During the pandemic, workers quit their jobs in record numbers across the U.S. According to the Bureau of Labor Statistics (BLS), a record 4.4 million employees (3%) resigned their positions in September 2021, the largest number ever recorded since the BLS began tracking the metric in 2000. This mass exodus has been dubbed “the great resignation,” and it continues to rattle employers. High turnover and loss of talent can seriously undermine an organization’s productivity and profitability. But there are strategies you can use to help stem the tide.
- Consider remote, distributed and hybrid workforce solutions. There’s a saying, “you can’t un-ring the bell.” Many employees who had a taste of remote work during the pandemic have come to prefer it and are rethinking their ideal employment situation. Finding flexible arrangements to accommodate these workers may prevent them from jumping ship at the first opportunity. Not all positions lend themselves to this option, however, so it’s also important that on-site workers don’t feel overlooked. Consider offering this group additional perks such as flex work or casual Fridays.
- Support financial wellness. Many employees have suffered from heightened emotional and psychological stress during the pandemic. Fear and anxiety about the health of family members, challenges helping kids with remote learning, social isolation and financial pressures have hit families hard. While COVID-19 continues to exert an outsized influence on many aspects of life, one area where plan sponsors can make a significant and meaningful difference is by offering financial wellness programs and support. Contact your MCF Advisors Plan Consultant with questions or to discuss employee financial wellness initiatives.

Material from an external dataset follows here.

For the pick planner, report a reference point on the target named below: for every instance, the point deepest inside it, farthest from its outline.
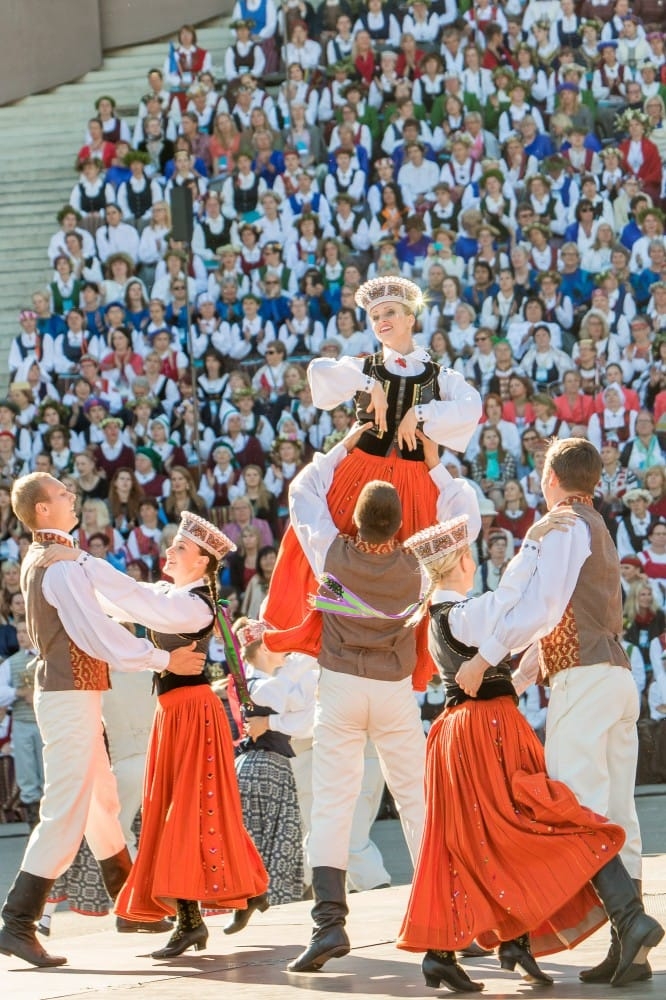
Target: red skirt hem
(505, 851)
(193, 843)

- Proactively assess (and boost) morale. Use performance reviews as an opportunity to gauge employee job satisfaction. Look for ways to support professional development by offering training and educational opportunities and encouraging appropriate lateral moves when possible. Don’t wait until you have to make a counteroffer to retain a valued worker. Find ways to show your appreciation to individuals and departments with special lunches or dinners — and public recognition of contributions and achievements. Encourage upstream communication about any frustrations or difficulties to head off potential defections. Also, don’t overlook the value of a 401(k) match in the eyes of your employees.
A tight job market fueled by low unemployment, record-high savings rates and soaring 401(k) balances suggests that the great resignation may continue into the future. This is not the time to adopt a wait-and-see approach when it comes to employee retention. Organizations that are nimble and well-positioned to provide flexible solutions to meet the changing wants and needs of their workforce are more likely to attract and retain top talent during this period of historic turnover.